(Dis)passionate Judging

Stina Bergman Blix, Uppsala University

“This court is a court of law, not of moral”, the judge emphasizes with a stern voice to the crying parents before she decides to separate their Siamese twins against their will so that one child will die instead of both. The reminder is delivered by actor Emma Thompson in the movie ’The Children Act’, based on the Ian McEwan book with the same name. Actors seldom play judges well because they cannot help to leek feelings, but Thompson excels by not showing too much. Her feelings are glimpsed in miniscule changes to her face or posture just like real life judges. The problem, if we want to compare her portrayal with real life, is that in the movie it is about morality. The glimpses of Thompson’s feelings show her occupation with the moral problem, while the glimpses I see in my studies of real judges concern their work – how to decide.

In the movie, the judge has built an emotional shield to protect her from the tragic stories in her everyday work life. This is probably true to some extent for real life judges too. The repetition of cases and daily exposure to misery can turn anyone numb eventually, but I would argue that the most important blocking is not due to numbness, but to the fact that judges are occupied by other feelings crucial for their work. They need to feel interest in the case; doubt different versions of events; critically scrutinize the facts; and keep their certainty at bay until they have heard all the evidence, but not decide on a verdict until they feel certain. This process of thinking and feeling is regulated by rules and statutes demanding that stories are told in ways that assist correct decision-making. In real life court hearings, the stories are not told the way they are in the cinema, they are strictly demarcated to provide facts related to the relevant prerequisites and fragmented by the question-answer style of examinations and cross-examinations. In our article (Dis)passionate law stories: the emotional processes of encoding narratives in court (Vol 49, Issue 2, 2022) we show that these streamlined ‘law stories’ produce distance from emotional as well as moral implications. The feelings I glimpse when I sit in court and hear in my conversations with judges afterwards are ease and interest when stories align with legal requirements, contrasted with disinterest and irritation when ‘too many’ details are introduced. Emma Thompson’s brilliant continence would be more accurate if we could glimpse doubt and certainty rather than sympathy and guilt. Morality is acutely present, but in the form of high expectations to live up to this professional ideal of listening, evaluating and deciding. 

Yet morality of the kind Thompson’s judge denounces are no doubt present in the cases I hear in my studies. A father beating and starving his child for years, a husband continuing to stab his wife long after she has died from her wounds, an old woman being raped by her care-taker are just a few examples from the top of my head. Even though the judge (in the movie) refers to the law as opposite to moral and the Swedish judges in my studies argue that their work has nothing to do with morality, the law itself is of course fundamentally moral. The father, husband and caretaker all received harsher sentences because of their perceived cruelty and the vulnerability of their victims. We do not want angry judges who let their moral outrage block their ability to doubt and scrutinize the facts, but at the same time, we want them to experience the reality of the cases they deal with. This is an important and tricky balance that researchers need to explore further. 

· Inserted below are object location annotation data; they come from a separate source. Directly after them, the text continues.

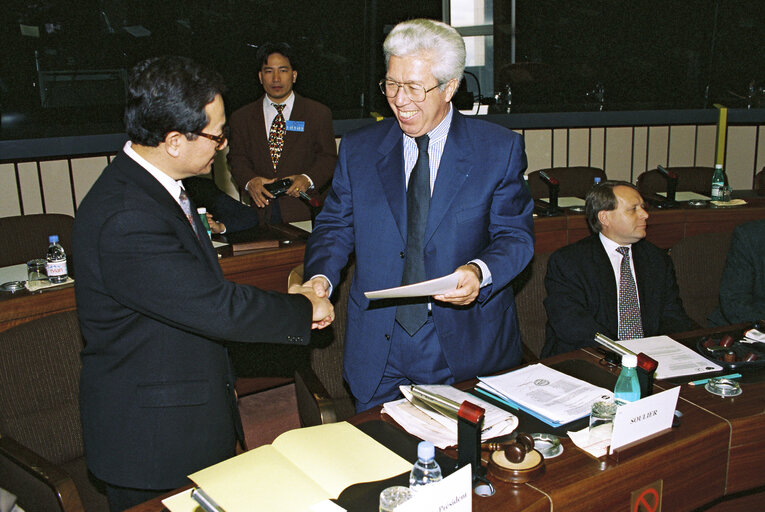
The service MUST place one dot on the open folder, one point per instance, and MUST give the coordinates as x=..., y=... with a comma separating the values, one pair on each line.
x=300, y=468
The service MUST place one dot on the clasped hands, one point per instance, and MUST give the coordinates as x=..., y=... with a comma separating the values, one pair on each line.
x=262, y=197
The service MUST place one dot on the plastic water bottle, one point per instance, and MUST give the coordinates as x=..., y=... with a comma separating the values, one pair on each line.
x=56, y=265
x=426, y=470
x=627, y=385
x=718, y=182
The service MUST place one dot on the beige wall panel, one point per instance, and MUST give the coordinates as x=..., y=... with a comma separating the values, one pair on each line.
x=597, y=144
x=658, y=139
x=86, y=171
x=639, y=148
x=740, y=156
x=619, y=153
x=57, y=187
x=682, y=140
x=9, y=195
x=579, y=147
x=538, y=149
x=560, y=148
x=706, y=144
x=30, y=188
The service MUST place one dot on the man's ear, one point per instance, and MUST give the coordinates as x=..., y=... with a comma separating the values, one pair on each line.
x=173, y=142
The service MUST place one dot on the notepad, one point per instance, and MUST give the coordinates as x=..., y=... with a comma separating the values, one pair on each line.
x=300, y=468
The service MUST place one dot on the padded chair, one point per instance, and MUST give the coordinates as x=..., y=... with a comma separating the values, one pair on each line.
x=41, y=450
x=699, y=261
x=529, y=287
x=25, y=237
x=690, y=179
x=574, y=181
x=326, y=362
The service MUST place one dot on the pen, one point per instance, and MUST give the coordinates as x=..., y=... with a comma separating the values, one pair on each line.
x=704, y=381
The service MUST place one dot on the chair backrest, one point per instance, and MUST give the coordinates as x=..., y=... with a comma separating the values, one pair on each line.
x=699, y=261
x=574, y=181
x=530, y=293
x=691, y=179
x=25, y=237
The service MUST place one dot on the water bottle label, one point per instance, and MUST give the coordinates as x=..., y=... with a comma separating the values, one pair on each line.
x=56, y=268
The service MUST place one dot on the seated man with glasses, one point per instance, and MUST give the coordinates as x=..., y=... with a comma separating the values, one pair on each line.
x=418, y=197
x=157, y=388
x=281, y=135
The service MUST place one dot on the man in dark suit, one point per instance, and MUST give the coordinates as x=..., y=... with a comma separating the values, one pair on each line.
x=742, y=286
x=419, y=197
x=302, y=128
x=613, y=282
x=156, y=388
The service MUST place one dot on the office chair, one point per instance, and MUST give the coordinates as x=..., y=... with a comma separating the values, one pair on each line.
x=690, y=179
x=25, y=237
x=529, y=288
x=699, y=261
x=42, y=458
x=574, y=181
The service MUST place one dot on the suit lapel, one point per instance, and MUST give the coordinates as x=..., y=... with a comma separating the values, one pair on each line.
x=390, y=169
x=453, y=170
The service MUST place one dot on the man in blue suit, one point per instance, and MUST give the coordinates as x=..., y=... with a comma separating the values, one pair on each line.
x=417, y=199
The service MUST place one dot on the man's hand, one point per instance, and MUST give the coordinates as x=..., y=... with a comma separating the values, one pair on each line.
x=260, y=196
x=320, y=286
x=299, y=184
x=468, y=286
x=323, y=311
x=215, y=226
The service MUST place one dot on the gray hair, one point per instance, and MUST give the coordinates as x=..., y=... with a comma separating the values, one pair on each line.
x=442, y=44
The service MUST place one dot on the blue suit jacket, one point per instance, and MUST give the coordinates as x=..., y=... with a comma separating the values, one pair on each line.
x=480, y=208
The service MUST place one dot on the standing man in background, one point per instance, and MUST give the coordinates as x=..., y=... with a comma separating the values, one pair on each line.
x=281, y=135
x=419, y=197
x=156, y=388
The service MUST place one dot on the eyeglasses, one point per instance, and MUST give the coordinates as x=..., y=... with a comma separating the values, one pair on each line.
x=220, y=140
x=415, y=92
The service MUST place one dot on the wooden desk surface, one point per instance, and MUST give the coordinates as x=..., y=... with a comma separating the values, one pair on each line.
x=716, y=451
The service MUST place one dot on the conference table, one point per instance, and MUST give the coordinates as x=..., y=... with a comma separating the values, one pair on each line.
x=713, y=458
x=268, y=268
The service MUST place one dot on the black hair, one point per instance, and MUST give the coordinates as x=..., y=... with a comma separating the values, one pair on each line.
x=168, y=94
x=267, y=49
x=600, y=198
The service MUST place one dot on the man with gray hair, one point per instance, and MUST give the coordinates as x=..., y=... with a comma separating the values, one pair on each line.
x=613, y=282
x=429, y=194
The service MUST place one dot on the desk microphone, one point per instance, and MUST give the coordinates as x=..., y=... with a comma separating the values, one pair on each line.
x=553, y=187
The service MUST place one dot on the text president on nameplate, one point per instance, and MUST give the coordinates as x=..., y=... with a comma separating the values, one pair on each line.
x=415, y=199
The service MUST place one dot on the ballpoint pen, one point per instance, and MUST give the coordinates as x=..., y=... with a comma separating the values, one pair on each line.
x=704, y=381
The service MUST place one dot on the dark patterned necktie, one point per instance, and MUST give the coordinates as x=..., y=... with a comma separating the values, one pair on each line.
x=276, y=135
x=186, y=207
x=413, y=316
x=630, y=325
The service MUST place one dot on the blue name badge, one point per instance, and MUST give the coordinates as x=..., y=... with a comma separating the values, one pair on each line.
x=295, y=126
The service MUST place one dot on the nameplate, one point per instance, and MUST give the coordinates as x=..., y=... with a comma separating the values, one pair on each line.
x=645, y=417
x=452, y=494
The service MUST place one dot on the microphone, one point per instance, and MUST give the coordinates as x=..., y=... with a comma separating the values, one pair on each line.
x=553, y=187
x=672, y=179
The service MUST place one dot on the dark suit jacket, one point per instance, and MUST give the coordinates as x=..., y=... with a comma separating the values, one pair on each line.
x=582, y=295
x=480, y=208
x=156, y=389
x=742, y=286
x=312, y=152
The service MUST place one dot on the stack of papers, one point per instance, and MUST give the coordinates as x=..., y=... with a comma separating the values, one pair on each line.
x=549, y=395
x=426, y=423
x=675, y=360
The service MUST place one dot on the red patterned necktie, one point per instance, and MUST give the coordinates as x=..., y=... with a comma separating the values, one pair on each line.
x=276, y=135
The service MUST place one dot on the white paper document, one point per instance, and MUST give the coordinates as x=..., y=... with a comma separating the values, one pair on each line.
x=674, y=359
x=545, y=392
x=425, y=423
x=423, y=289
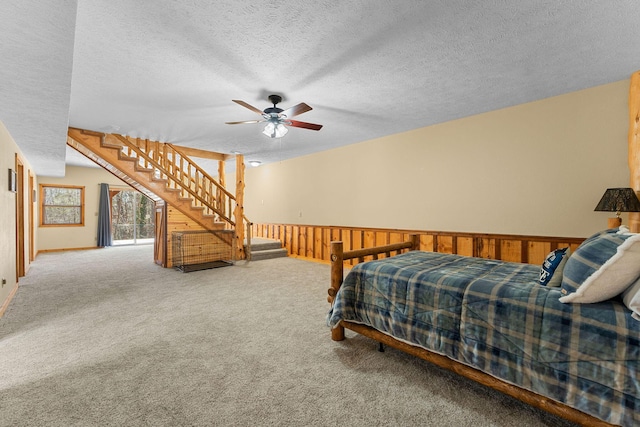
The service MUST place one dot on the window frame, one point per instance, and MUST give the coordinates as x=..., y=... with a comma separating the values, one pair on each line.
x=43, y=206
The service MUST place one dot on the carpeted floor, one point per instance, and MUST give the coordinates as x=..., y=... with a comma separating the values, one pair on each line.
x=107, y=338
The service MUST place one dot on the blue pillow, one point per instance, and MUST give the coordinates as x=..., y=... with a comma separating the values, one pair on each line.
x=552, y=267
x=601, y=268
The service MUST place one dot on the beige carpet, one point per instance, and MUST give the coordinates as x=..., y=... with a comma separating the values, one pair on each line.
x=107, y=338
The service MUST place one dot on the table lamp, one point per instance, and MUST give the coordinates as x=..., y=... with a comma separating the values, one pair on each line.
x=618, y=200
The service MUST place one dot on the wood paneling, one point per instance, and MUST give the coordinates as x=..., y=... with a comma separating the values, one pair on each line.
x=313, y=242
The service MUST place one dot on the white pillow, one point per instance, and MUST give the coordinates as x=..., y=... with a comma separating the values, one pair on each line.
x=602, y=268
x=631, y=298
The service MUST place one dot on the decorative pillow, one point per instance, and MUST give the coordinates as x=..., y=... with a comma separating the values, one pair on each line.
x=551, y=271
x=631, y=298
x=601, y=268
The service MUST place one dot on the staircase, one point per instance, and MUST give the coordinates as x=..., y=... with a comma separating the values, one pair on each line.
x=162, y=171
x=262, y=248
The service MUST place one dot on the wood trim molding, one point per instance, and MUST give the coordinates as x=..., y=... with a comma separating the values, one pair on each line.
x=7, y=301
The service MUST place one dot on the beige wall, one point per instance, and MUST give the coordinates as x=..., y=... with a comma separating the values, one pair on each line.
x=52, y=238
x=8, y=152
x=536, y=169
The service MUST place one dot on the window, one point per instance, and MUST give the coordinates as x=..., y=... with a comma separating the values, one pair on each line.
x=61, y=205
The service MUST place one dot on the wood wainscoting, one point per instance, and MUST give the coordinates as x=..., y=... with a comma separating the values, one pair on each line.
x=313, y=242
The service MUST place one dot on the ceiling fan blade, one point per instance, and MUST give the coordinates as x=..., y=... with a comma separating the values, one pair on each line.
x=246, y=121
x=296, y=110
x=251, y=107
x=305, y=125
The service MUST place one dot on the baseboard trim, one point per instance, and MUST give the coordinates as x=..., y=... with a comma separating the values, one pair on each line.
x=43, y=251
x=6, y=303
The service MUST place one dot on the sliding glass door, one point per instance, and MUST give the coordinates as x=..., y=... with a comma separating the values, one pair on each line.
x=132, y=216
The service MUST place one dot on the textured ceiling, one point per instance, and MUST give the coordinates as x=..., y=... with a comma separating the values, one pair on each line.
x=168, y=70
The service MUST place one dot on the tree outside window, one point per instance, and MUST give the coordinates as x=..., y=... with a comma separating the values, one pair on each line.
x=61, y=205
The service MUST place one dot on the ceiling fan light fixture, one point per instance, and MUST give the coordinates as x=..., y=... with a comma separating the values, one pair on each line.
x=273, y=129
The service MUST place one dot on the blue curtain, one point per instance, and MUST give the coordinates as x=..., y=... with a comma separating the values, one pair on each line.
x=104, y=217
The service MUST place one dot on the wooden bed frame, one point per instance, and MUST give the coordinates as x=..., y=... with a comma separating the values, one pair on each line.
x=338, y=256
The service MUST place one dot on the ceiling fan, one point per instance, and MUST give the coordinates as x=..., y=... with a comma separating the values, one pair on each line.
x=278, y=119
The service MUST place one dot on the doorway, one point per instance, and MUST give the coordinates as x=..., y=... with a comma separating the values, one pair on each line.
x=132, y=218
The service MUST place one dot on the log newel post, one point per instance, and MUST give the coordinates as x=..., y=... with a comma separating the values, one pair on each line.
x=634, y=145
x=239, y=209
x=337, y=274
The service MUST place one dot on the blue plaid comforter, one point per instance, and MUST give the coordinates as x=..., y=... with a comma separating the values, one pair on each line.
x=494, y=316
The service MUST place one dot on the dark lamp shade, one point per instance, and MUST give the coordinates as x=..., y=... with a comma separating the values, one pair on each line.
x=619, y=200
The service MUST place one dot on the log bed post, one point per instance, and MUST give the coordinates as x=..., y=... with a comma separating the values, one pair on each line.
x=337, y=274
x=634, y=145
x=338, y=256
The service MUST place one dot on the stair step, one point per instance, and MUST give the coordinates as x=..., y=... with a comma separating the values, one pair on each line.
x=266, y=249
x=264, y=244
x=267, y=254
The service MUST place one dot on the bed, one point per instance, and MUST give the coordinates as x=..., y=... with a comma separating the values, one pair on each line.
x=552, y=347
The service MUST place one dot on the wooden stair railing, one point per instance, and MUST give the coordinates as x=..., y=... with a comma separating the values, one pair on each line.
x=167, y=163
x=182, y=174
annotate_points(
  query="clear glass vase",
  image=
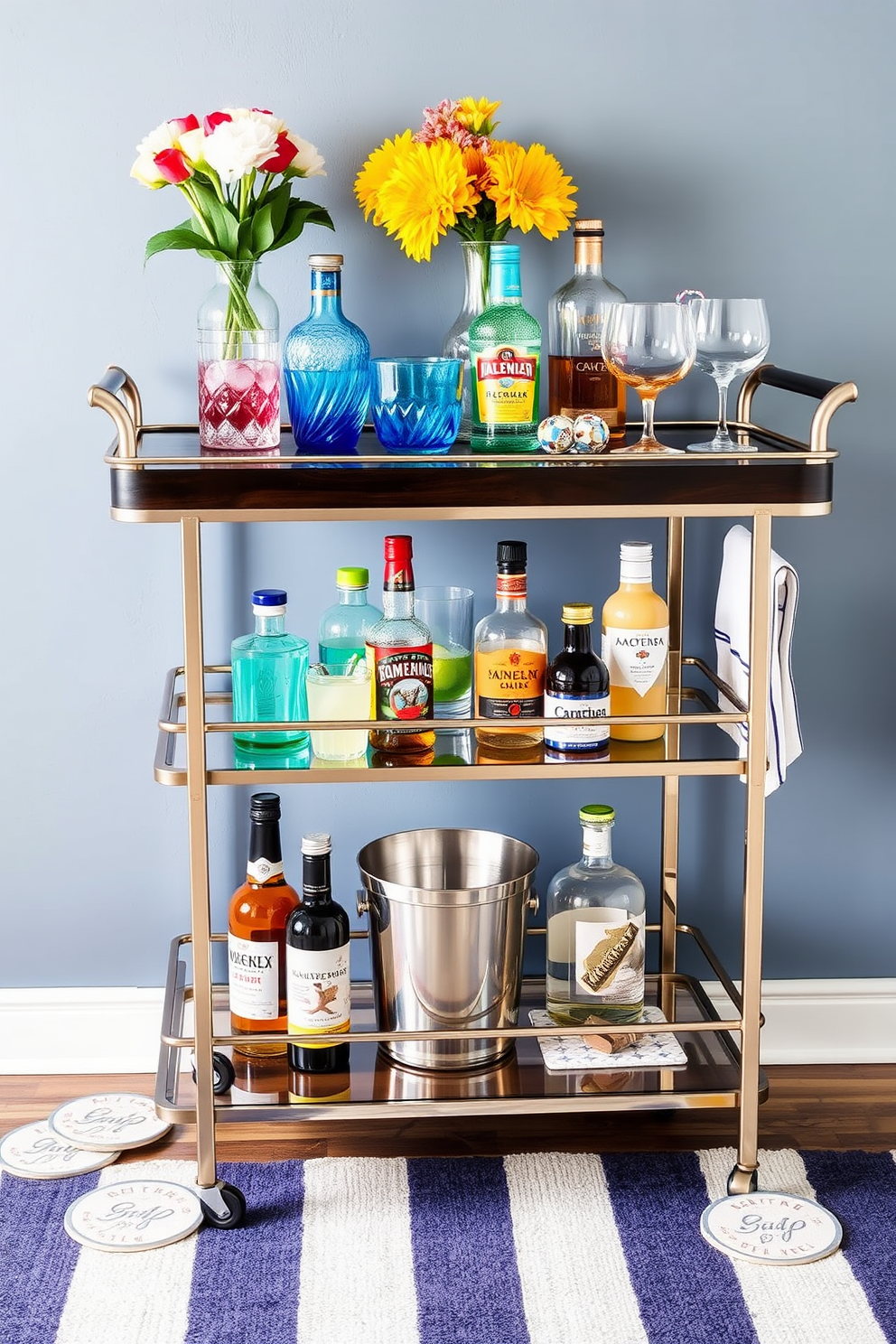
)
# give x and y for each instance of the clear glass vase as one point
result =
(239, 366)
(476, 297)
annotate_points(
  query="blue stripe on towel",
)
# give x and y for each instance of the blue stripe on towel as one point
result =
(265, 1250)
(860, 1190)
(468, 1285)
(36, 1267)
(688, 1292)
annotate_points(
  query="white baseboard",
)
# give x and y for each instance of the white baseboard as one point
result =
(116, 1031)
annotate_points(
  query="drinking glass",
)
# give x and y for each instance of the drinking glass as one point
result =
(449, 614)
(733, 338)
(649, 347)
(339, 691)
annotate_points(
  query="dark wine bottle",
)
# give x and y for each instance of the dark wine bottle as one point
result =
(317, 981)
(576, 690)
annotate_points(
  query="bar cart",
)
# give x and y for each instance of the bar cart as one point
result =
(159, 475)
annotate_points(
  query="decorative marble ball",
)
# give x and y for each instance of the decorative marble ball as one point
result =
(555, 434)
(590, 433)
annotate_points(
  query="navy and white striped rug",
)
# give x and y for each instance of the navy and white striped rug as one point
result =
(532, 1249)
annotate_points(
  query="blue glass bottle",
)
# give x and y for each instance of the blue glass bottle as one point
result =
(327, 369)
(342, 627)
(267, 671)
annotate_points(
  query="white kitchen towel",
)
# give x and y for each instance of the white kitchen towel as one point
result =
(783, 741)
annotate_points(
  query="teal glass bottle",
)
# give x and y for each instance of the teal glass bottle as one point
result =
(267, 671)
(327, 369)
(342, 627)
(505, 363)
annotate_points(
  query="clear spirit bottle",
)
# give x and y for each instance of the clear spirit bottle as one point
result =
(509, 658)
(505, 360)
(578, 378)
(327, 364)
(267, 675)
(344, 627)
(399, 650)
(595, 921)
(576, 691)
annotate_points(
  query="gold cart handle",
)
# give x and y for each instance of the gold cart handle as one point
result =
(830, 397)
(116, 393)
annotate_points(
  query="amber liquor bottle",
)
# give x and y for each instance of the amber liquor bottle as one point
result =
(317, 972)
(256, 933)
(578, 379)
(399, 650)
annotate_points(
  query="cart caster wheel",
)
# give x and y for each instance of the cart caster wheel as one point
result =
(743, 1181)
(229, 1207)
(223, 1074)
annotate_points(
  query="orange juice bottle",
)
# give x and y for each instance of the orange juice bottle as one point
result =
(636, 644)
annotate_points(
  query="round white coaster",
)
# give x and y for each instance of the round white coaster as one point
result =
(771, 1227)
(35, 1152)
(133, 1215)
(107, 1120)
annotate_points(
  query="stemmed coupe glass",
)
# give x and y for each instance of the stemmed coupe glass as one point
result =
(649, 347)
(733, 338)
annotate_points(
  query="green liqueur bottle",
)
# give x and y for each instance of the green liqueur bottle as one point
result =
(505, 358)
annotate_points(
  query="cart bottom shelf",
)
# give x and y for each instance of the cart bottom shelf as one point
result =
(375, 1087)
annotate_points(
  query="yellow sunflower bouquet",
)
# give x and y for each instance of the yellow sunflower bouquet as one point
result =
(454, 173)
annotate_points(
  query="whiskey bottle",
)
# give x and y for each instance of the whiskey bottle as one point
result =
(256, 933)
(595, 933)
(510, 653)
(505, 363)
(578, 379)
(576, 690)
(317, 980)
(636, 643)
(399, 650)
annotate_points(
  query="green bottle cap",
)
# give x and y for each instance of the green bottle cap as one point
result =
(594, 812)
(352, 577)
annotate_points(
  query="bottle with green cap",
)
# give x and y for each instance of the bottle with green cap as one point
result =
(342, 627)
(595, 914)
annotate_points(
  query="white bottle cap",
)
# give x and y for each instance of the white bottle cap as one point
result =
(316, 843)
(636, 562)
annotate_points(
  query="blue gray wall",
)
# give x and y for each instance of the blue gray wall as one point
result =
(733, 148)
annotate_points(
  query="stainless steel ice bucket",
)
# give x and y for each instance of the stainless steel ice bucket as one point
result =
(448, 914)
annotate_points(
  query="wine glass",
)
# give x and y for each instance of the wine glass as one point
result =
(733, 338)
(649, 347)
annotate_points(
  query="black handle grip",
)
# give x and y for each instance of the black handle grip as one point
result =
(802, 383)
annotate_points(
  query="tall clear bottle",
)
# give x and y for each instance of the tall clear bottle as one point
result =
(636, 644)
(267, 675)
(317, 971)
(509, 658)
(595, 924)
(257, 930)
(399, 650)
(327, 367)
(505, 363)
(578, 379)
(344, 627)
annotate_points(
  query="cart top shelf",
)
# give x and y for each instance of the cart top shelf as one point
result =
(159, 473)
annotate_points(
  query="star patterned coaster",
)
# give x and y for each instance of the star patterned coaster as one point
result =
(570, 1054)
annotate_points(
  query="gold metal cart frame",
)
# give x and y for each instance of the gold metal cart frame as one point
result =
(159, 475)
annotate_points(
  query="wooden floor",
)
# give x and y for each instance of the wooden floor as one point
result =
(838, 1106)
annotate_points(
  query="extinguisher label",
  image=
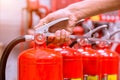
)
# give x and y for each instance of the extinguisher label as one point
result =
(112, 77)
(92, 77)
(76, 79)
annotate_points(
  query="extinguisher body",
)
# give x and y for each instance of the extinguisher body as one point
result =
(109, 62)
(33, 5)
(90, 64)
(72, 63)
(40, 64)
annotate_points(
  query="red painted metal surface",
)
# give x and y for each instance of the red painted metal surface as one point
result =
(40, 63)
(72, 63)
(91, 63)
(109, 62)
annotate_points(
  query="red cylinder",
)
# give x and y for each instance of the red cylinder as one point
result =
(40, 63)
(90, 64)
(108, 64)
(72, 63)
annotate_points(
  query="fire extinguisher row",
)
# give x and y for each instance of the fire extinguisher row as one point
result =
(88, 62)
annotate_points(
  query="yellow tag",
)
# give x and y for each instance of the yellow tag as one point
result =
(95, 18)
(92, 78)
(112, 77)
(76, 79)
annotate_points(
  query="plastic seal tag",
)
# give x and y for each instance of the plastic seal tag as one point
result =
(112, 77)
(76, 79)
(92, 78)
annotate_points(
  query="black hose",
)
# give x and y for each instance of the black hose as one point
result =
(6, 53)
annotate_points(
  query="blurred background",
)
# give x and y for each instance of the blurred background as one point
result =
(18, 16)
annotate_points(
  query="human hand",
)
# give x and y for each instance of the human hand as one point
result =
(60, 37)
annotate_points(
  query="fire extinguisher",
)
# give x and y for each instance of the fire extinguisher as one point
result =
(90, 56)
(72, 63)
(109, 60)
(37, 63)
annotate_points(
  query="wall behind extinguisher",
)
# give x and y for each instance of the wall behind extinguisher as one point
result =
(10, 22)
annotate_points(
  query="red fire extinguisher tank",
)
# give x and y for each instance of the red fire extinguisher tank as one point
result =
(108, 64)
(72, 63)
(40, 63)
(90, 64)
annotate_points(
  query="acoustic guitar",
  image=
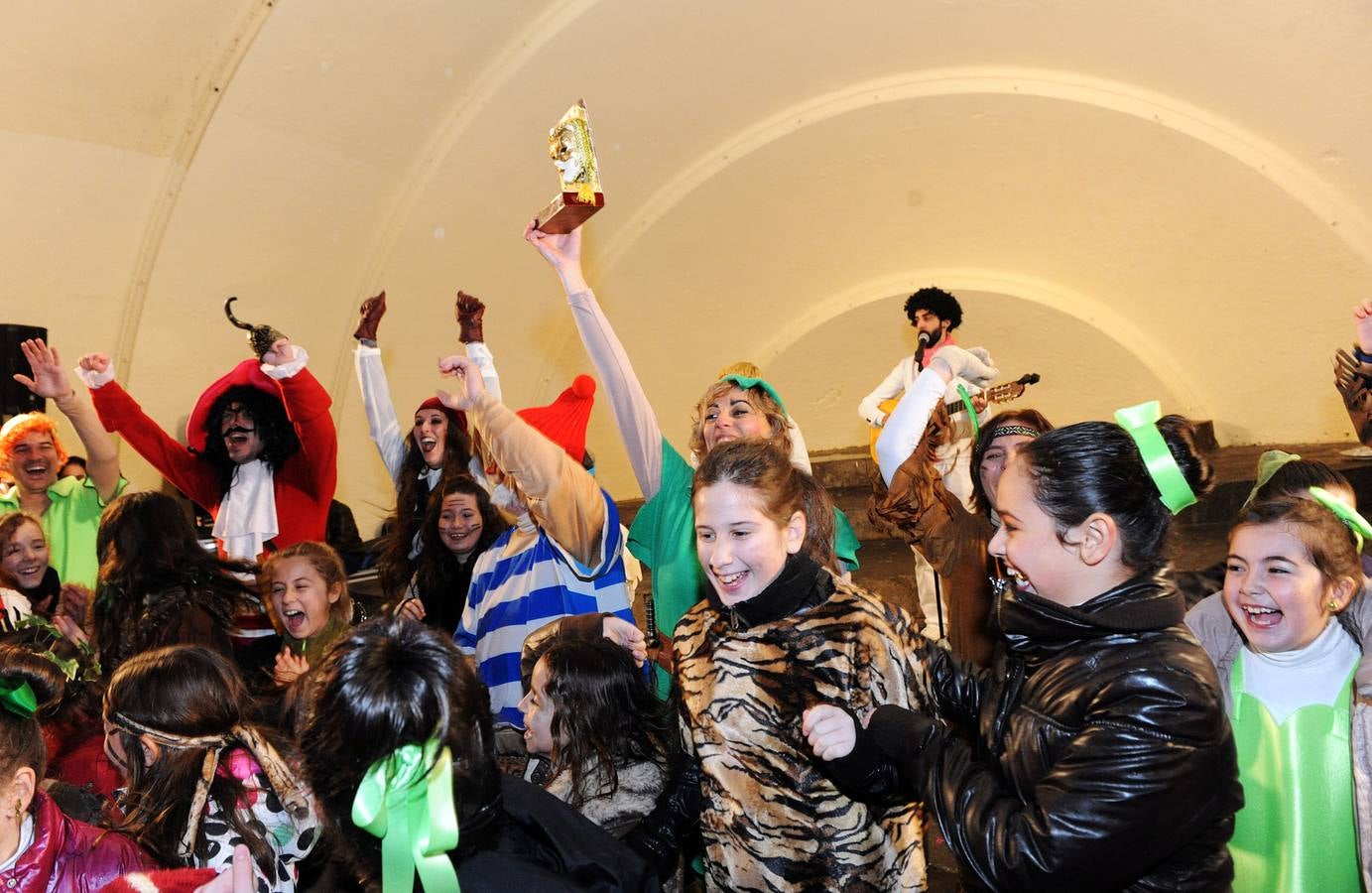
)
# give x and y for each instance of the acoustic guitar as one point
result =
(996, 394)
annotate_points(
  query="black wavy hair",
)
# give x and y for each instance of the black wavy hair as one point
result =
(412, 499)
(273, 426)
(192, 692)
(604, 714)
(153, 569)
(393, 682)
(1096, 466)
(937, 302)
(21, 738)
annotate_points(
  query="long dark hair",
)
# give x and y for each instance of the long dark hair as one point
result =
(188, 692)
(393, 682)
(1096, 466)
(436, 567)
(273, 426)
(147, 549)
(394, 567)
(604, 714)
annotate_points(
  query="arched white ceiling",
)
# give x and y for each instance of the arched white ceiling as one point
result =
(1167, 197)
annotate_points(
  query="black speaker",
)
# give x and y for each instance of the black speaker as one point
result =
(14, 397)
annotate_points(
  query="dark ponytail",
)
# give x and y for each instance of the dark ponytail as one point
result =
(1096, 466)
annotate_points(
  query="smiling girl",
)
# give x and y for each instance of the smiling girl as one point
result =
(1293, 570)
(437, 446)
(733, 408)
(307, 588)
(777, 634)
(459, 526)
(1103, 759)
(25, 570)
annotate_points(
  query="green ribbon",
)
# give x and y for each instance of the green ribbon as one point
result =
(1142, 424)
(971, 411)
(1268, 465)
(17, 697)
(1346, 513)
(745, 382)
(407, 800)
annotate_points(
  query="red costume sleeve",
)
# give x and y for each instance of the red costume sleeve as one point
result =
(308, 406)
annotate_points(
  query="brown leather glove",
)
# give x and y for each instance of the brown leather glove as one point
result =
(1351, 377)
(372, 312)
(469, 312)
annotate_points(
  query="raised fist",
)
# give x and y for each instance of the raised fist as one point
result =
(372, 312)
(469, 312)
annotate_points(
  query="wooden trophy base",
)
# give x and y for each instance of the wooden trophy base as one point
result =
(565, 212)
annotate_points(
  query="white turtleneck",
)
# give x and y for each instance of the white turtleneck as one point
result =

I have not yet met a judge who does not take her work seriously, so the potential empathy deficit is not one of downplaying the severity or authenticity of the cases per se. But in adversarial procedures the reality is often up for dispute, the parties want to persuade the judge of their version of the event, and since judges need to follow a strict process in their evaluation in these stories, their empathic immersion is bound to be restrained. When I recently talked about judicial decision-making at a conference I was suddenly overwhelmed by the contrast between my own and the other participants’ presentations in the panel. We all referred to gruesome events of murder, war crime, refugee trauma, and intimate partner violence, but while the other researchers painted vivid pictures of despair, pain and anger, I described subtle emotions of interest, doubt and certainty. They explored the emotional tolls of managing, retelling and working with these events in court, I scrutinized the process of deciding on them. Does it jeopardize the publics’ trust in the rule of law if the discrepancy in emotional and empathic experience of the same case is too large between the tellers—witnesses, defendants, councils, and the listening judges?